It follows, then, that up to the end of the fourth year the law had been complied with. That being true, there could be no default until after that time. If there was a failure of seeds to grow during the fourth year, the defendant would have the fifth year in which to replant, and an affidavit of contest filed before the expiration of that year, as was this one, would not affect that right. The evidence shows

that before the expiration of the fifth year, but after the filing of the affidavit of contest, the tract planted to tree seeds was again carefully prepared and planted to cuttings and tree seeds.
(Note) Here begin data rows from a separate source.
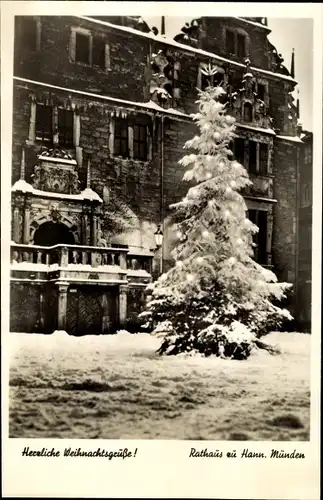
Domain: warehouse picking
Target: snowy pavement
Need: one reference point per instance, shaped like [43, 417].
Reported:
[115, 386]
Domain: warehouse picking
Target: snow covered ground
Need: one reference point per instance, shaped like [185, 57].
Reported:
[117, 387]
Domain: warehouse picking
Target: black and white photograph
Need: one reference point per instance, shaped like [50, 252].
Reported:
[161, 225]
Hence I am of the opinion that there is no bad faith shown between the entryman and the government, and no showing that will warrant the conclusion that the defendant has abandoned said tract as a timber

culture entry.

Therefore, defendant's motion to dismiss the contest should have been sustained, and the failure of your office to pass on that question

was error.

Your decision is therefore reversed, and the contest dismissed.
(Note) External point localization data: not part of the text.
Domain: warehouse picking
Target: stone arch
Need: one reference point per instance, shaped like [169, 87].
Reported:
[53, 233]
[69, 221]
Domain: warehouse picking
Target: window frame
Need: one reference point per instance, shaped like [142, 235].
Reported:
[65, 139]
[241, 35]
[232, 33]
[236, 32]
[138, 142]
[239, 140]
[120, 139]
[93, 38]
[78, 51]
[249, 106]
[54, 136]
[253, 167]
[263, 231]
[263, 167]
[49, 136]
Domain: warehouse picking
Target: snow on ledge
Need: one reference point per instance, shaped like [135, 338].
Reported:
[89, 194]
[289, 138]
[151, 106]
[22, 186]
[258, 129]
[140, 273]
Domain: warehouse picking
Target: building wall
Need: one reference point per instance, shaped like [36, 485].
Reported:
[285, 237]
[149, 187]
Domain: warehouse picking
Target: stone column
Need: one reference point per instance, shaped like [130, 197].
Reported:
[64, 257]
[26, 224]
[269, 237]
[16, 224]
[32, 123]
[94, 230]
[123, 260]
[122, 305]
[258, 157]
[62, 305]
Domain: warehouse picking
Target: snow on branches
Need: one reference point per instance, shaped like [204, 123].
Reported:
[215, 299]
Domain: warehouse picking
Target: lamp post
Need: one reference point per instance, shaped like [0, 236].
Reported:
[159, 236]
CONTEST-RELINQUISHMENT-RESIDENCE.
PRICE v. RILEY ET AL.

The right of a contestant to be heard on a charge of abandonment is not defeated by a subsequent relinquishment, and intervening adverse entry of a third party, even though the relinquishment is not the result of the contest.

Residence on land while it is covered by the entry of another does not secure any right as against a contestant who institutes proceedings to secure the cancellation of said entry.
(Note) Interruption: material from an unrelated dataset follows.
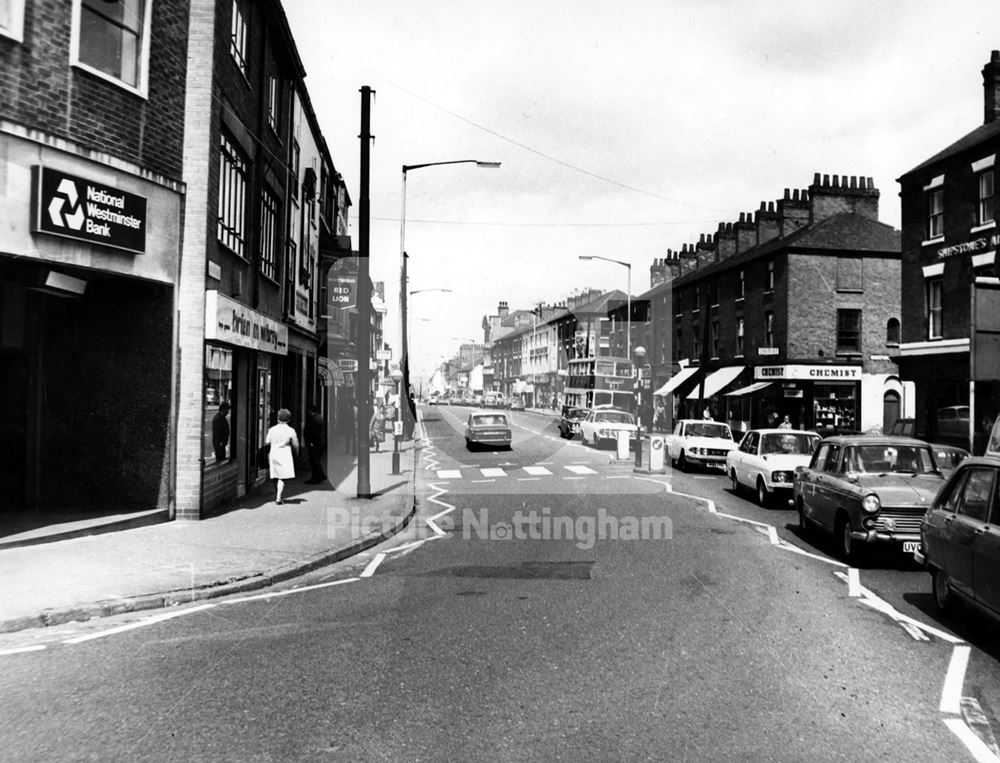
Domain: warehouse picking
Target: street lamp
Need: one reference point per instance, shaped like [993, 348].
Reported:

Secretary Smith to the Commissioner of the General Land Office, October (J. I. H.) 9, 1894. (J. W. T.)

The above cause is before me on appeal from your office decision of September 10, 1892, affirming the decision of the local officers, dismissing the contest of Willie C. Price, and denying to him a hearing to determine his right to the NW. of Sec. 9, T. 9 N., R. 3 E., Oklahoma land district, Oklahoma Territory, as between him and Charles M. Rodman, who had made homestead entry covering said land; also denying said Price's application to make entry therefor.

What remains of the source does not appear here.